Darryl Johnson didn’t know what his sister did at the Mayfield Consumer Products factory or why she worked nights; he knew only that her husband dropped her off Friday evening and that they never heard from her again.
He stood in a gravel lot next to the giant ruin of metal and wood, which just days ago was the candle factory where his sister, Janine Johnson-Williams, had clocked in for her shift. The factory where he works, 45 miles up the road, shut down when the storms were approaching, Johnson said. He could not find anyone in Mayfield to tell him anything.
Late Sunday evening, Johnson finally got word. His sister was dead.
Sunday was a day of wrenching discoveries across the middle of the country, where an outbreak of tornadoes Friday night left a deep scar of devastation. But as work crews dug through ruins and small-town coroners counted the dead Sunday, there was at least a glimmer of hope that the death toll may not end up being as enormous as initially feared.
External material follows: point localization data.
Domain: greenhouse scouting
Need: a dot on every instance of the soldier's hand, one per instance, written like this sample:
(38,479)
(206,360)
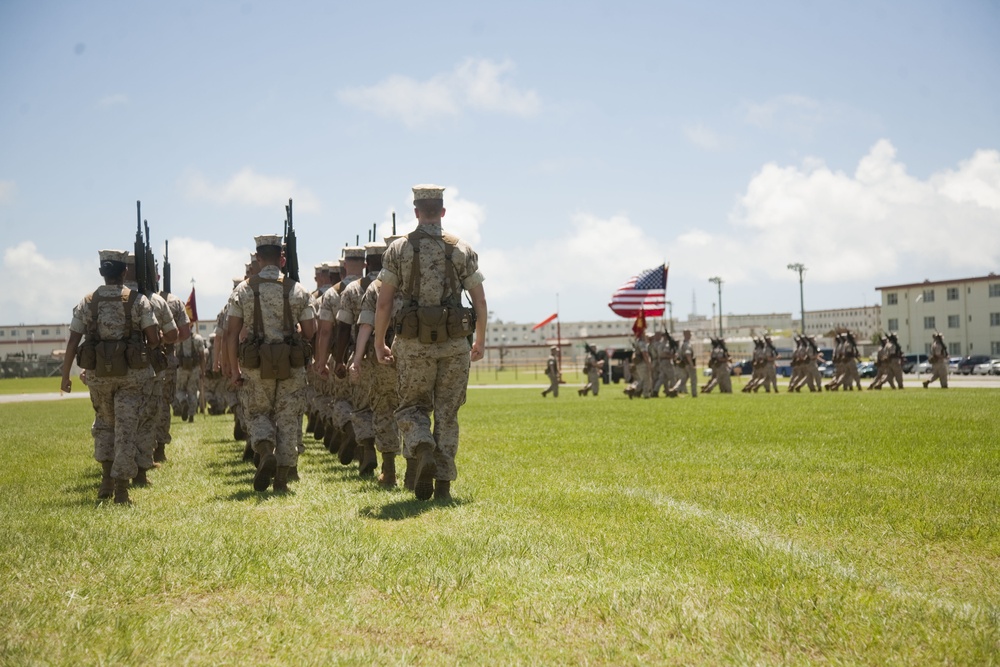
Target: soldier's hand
(383,353)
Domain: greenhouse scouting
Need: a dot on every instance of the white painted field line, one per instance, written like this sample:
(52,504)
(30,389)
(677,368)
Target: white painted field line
(747,532)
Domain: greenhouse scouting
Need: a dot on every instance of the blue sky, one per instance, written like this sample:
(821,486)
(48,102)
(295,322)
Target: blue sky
(580,142)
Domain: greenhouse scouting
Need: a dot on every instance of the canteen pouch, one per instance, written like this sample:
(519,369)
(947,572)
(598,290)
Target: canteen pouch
(461,322)
(299,352)
(250,354)
(111,361)
(158,358)
(86,355)
(407,322)
(433,324)
(275,361)
(137,355)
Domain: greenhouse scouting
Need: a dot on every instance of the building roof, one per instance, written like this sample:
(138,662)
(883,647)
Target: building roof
(927,283)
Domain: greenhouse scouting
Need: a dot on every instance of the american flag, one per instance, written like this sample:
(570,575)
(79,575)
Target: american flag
(646,292)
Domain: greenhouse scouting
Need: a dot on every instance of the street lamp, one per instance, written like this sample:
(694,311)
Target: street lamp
(718,283)
(802,301)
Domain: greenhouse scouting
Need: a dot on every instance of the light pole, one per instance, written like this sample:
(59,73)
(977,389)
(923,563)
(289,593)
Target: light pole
(718,283)
(802,301)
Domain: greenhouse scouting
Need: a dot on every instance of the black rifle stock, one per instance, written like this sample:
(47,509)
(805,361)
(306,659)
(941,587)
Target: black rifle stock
(139,251)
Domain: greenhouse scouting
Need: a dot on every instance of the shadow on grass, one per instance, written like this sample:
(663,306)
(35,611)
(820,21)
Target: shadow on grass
(405,508)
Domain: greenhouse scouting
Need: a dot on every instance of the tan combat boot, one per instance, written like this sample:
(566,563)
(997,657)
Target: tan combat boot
(281,479)
(121,492)
(387,478)
(107,488)
(423,486)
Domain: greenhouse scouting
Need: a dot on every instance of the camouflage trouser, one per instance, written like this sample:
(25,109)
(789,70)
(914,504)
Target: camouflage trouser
(433,378)
(118,403)
(152,393)
(273,410)
(385,401)
(939,371)
(163,423)
(361,392)
(187,388)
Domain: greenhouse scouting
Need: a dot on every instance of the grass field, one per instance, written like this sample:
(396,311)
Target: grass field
(789,529)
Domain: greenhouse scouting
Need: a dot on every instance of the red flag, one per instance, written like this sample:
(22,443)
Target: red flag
(639,328)
(192,307)
(545,321)
(644,291)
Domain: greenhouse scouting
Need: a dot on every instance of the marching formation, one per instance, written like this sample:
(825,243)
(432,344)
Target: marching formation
(378,350)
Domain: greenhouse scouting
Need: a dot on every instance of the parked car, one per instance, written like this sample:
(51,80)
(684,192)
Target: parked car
(966,365)
(910,362)
(985,368)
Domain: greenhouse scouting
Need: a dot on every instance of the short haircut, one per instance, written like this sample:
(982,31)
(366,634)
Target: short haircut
(269,253)
(430,207)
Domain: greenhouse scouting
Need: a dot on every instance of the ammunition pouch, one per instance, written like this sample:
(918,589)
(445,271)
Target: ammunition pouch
(407,322)
(111,358)
(86,355)
(137,354)
(250,354)
(299,352)
(158,358)
(275,361)
(461,322)
(433,324)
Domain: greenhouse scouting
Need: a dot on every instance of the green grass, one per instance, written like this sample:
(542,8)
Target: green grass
(34,385)
(843,528)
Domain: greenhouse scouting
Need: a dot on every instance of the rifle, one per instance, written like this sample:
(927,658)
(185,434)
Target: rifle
(166,266)
(291,268)
(139,250)
(152,281)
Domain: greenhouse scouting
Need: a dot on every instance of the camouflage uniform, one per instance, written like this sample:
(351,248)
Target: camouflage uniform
(274,408)
(190,357)
(384,397)
(118,401)
(433,377)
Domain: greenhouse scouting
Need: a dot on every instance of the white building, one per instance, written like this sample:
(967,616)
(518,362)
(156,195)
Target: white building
(966,311)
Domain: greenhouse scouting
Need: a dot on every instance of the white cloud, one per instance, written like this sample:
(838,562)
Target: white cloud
(249,188)
(703,137)
(48,289)
(115,100)
(862,226)
(478,84)
(6,191)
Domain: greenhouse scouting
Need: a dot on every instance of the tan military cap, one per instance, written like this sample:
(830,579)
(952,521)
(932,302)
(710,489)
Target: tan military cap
(354,252)
(374,249)
(114,255)
(267,239)
(427,191)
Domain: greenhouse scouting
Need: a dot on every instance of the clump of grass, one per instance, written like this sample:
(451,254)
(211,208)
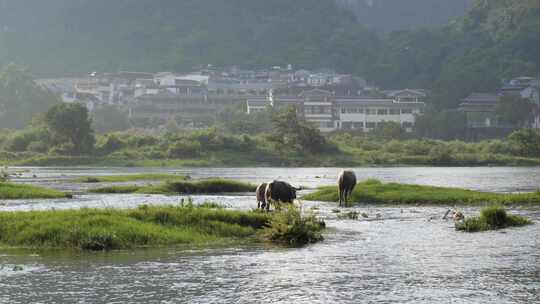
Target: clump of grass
(117,189)
(208,186)
(93,229)
(492,218)
(291,228)
(351,215)
(130,178)
(373,191)
(154,226)
(21,191)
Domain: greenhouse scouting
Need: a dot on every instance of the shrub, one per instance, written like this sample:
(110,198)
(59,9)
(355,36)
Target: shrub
(111,144)
(492,218)
(184,148)
(291,228)
(38,147)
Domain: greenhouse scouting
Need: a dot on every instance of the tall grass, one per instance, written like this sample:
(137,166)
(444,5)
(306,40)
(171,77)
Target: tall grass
(130,178)
(290,227)
(208,186)
(109,229)
(92,229)
(373,191)
(21,191)
(492,218)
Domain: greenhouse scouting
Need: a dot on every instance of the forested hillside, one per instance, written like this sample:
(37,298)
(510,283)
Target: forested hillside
(62,36)
(494,40)
(390,15)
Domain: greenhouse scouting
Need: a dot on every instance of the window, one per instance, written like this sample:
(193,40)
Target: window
(407,125)
(406,111)
(346,125)
(358,125)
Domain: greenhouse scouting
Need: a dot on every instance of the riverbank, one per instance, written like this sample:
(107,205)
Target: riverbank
(21,191)
(207,186)
(376,192)
(345,157)
(149,226)
(492,218)
(130,178)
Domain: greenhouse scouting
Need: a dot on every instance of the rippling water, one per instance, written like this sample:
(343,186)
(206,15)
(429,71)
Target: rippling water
(403,255)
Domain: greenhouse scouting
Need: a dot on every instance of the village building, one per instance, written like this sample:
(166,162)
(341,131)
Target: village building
(480,110)
(331,113)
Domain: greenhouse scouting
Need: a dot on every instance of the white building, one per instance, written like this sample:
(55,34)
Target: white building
(331,113)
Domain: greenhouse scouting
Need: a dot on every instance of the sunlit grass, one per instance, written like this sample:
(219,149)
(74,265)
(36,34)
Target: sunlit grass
(154,226)
(375,192)
(130,178)
(492,218)
(21,191)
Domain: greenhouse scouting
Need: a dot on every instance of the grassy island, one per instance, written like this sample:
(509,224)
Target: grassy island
(150,226)
(130,178)
(373,191)
(208,186)
(21,191)
(492,218)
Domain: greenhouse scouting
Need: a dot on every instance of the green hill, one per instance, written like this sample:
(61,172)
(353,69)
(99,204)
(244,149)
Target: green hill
(493,41)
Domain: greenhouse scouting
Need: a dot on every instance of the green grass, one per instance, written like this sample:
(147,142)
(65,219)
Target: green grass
(373,191)
(289,227)
(21,191)
(129,178)
(492,218)
(208,186)
(151,226)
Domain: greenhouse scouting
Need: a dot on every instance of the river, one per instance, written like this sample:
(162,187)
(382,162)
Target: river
(397,255)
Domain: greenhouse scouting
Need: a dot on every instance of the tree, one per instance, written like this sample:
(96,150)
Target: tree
(515,110)
(292,132)
(527,142)
(389,130)
(70,124)
(109,118)
(21,98)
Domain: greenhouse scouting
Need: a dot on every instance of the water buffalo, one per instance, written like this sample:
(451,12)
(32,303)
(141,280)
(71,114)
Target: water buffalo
(261,200)
(346,184)
(278,191)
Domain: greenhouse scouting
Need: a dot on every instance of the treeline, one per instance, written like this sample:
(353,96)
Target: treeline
(495,40)
(64,136)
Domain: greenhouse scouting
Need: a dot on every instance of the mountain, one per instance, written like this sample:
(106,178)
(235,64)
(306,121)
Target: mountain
(66,36)
(390,15)
(494,40)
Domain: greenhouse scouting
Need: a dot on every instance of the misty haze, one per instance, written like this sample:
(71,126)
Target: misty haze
(269,151)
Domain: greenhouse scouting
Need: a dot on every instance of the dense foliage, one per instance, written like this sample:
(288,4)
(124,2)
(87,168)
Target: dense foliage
(20,97)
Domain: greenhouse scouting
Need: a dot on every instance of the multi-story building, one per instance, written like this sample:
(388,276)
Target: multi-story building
(330,113)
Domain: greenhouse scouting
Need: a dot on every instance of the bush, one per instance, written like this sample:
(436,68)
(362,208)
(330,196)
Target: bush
(38,147)
(184,148)
(111,144)
(291,228)
(492,218)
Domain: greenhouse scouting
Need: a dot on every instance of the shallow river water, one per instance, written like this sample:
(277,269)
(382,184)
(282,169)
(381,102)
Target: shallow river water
(397,255)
On Sunday evening, Troy Propes, CEO of Mayfield Consumer Products, which runs the candle factory that was demolished by the tornado and which many dread may account for the largest number of deaths in the storm, said in an interview that only eight people had been confirmed dead at the factory and another six remained missing.
Bob Ferguson, a company spokesperson, said that of the roughly 110 workers who were on the late shift at the factory Friday night, more than 90 employees had been accounted for.
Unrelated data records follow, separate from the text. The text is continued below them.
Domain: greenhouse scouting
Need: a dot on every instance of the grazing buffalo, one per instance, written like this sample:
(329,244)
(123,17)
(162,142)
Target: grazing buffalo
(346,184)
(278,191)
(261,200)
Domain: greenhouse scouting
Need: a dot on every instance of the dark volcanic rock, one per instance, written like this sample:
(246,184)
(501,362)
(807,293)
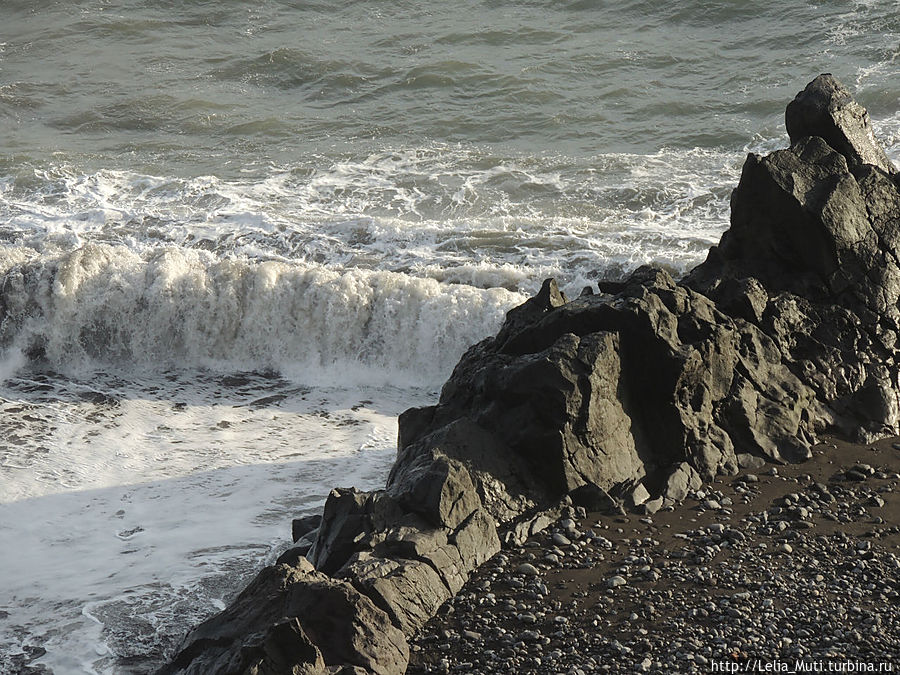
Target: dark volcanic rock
(826,109)
(294,620)
(635,394)
(812,259)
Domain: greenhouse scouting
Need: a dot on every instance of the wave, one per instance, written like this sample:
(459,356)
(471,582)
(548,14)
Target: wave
(171,307)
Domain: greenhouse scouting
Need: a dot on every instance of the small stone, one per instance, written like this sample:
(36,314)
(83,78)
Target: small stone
(527,568)
(639,495)
(560,539)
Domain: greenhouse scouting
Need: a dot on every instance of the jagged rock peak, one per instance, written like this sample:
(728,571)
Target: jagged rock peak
(826,109)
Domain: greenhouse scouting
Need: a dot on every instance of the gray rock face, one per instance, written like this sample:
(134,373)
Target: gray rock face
(293,619)
(827,110)
(632,395)
(815,238)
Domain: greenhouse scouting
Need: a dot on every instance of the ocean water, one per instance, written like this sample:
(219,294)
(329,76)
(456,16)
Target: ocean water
(238,239)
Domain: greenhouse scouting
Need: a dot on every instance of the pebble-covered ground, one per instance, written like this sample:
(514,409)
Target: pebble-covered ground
(790,569)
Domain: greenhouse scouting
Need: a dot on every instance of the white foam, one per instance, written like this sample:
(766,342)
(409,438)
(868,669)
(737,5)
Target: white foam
(136,516)
(394,210)
(181,307)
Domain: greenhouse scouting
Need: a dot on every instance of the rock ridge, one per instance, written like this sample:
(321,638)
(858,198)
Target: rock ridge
(625,397)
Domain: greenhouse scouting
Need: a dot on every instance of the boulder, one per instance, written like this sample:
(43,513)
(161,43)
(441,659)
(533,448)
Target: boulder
(826,109)
(293,620)
(811,257)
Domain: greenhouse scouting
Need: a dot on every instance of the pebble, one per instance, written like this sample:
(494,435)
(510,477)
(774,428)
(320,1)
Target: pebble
(823,595)
(527,568)
(560,540)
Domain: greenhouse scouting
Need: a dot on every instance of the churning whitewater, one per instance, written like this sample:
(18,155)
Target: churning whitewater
(237,240)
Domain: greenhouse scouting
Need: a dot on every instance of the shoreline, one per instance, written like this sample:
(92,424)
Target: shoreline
(687,576)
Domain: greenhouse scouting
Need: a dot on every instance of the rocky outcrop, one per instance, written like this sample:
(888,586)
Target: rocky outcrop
(627,397)
(811,259)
Still, Kentucky Gov. Andy Beshear told reporters Sunday that the state had not confirmed those figures and said that search operations were still underway at the site.
“There have been, I think, multiple bodies,” Beshear said. “The wreckage is extensive.”
The death toll from the tornado swarm includes people who had been killed in Arkansas, Illinois, Missouri and Tennessee, but the greatest loss of life was unquestionably in Kentucky, where Beshear said that at least four counties had tolls in the double digits. A dozen people were killed in Warren County, several of them children; in Muhlenberg County, there were 11 victims, all in the tiny town of Bremen. One was 4 months old.
“I don’t think we’ll have seen damage at this scale, ever,” Beshear said.